Blandine working on "Traveler's Joy" in the studio


After completing her Fine Art Ceramics (BA Hons) at Exeter College of Art and Design, Blandine taught for five years at colleges in Somerset before setting up her first ceramic studio in Devon in 1988. Through a combination of consummate skill and her unique vision of the natural world, Blandine has not only established her reputation as an artist intent on pushing creative boundaries, but has also gained an enthusiastic following for her hugely collectable one-off sculptural works.

The inspiration for most of Blandine's work begins in the forms of the landscape of her immediate surroundings in North Devon.

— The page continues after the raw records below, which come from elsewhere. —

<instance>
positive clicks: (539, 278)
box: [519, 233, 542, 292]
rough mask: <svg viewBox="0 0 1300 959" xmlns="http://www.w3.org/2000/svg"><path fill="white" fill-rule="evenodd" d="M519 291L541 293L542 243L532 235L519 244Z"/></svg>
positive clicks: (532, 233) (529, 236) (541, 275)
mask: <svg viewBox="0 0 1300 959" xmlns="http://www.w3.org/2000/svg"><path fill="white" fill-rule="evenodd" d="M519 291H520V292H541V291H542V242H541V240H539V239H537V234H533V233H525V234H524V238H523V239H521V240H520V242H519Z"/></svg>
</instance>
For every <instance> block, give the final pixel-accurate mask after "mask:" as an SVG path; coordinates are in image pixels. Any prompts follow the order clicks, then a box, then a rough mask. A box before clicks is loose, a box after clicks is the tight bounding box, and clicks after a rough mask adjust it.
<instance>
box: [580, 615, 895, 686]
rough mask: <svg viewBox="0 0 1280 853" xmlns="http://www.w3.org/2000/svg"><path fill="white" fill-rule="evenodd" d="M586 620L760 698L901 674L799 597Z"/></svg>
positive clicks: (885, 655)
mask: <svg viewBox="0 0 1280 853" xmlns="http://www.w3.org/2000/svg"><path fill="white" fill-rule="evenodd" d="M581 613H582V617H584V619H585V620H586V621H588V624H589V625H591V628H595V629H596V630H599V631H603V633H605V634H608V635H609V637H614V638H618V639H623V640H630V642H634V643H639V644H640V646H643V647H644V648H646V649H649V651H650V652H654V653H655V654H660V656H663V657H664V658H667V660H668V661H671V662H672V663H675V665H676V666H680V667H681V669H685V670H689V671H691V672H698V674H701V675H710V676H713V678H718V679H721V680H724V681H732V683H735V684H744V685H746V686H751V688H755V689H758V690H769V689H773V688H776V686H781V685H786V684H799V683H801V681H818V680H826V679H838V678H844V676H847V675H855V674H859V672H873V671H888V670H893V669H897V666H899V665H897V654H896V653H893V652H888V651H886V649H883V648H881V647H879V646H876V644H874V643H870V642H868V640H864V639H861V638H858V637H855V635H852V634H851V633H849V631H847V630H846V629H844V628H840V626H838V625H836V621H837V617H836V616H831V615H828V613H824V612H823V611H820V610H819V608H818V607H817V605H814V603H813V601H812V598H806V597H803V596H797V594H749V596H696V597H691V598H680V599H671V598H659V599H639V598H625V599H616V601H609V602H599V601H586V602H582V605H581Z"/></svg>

Her works are directly affected by the colours of the changing seasons, and the scale of her sculpture captures both the broad sweep of ploughed fields and the minutiae of the hedgerows.

Whilst living a relatively solitary life making works based on the intense observation of her subject matter, Blandine has always found the process of engaging in the dialogue of public talks, demonstrations and activities inspiring and rewarding – the exchange of ideas being an essential part of her creative life.

Throughout her career Blandine has been an active member of the Devon Guild of Craftsmen through which she has become involved in the Guild's 'Big Hand Little Hand' scheme, working on ceramic projects with schools throughout the Southwest of England. The success of these projects and Blandine's enjoyment of teaching have led to her collaboration in ceramic projects with children and adults in the Republic of Ireland and Scotland. This inspired Blandine's own return to studies, this time in order to research the Gaelic language and folklore of the Western Highlands at Sabhal Mor Ostaig on the Isle of Skye.

This renowned ceramic sculptor has avid collectors throughout the world.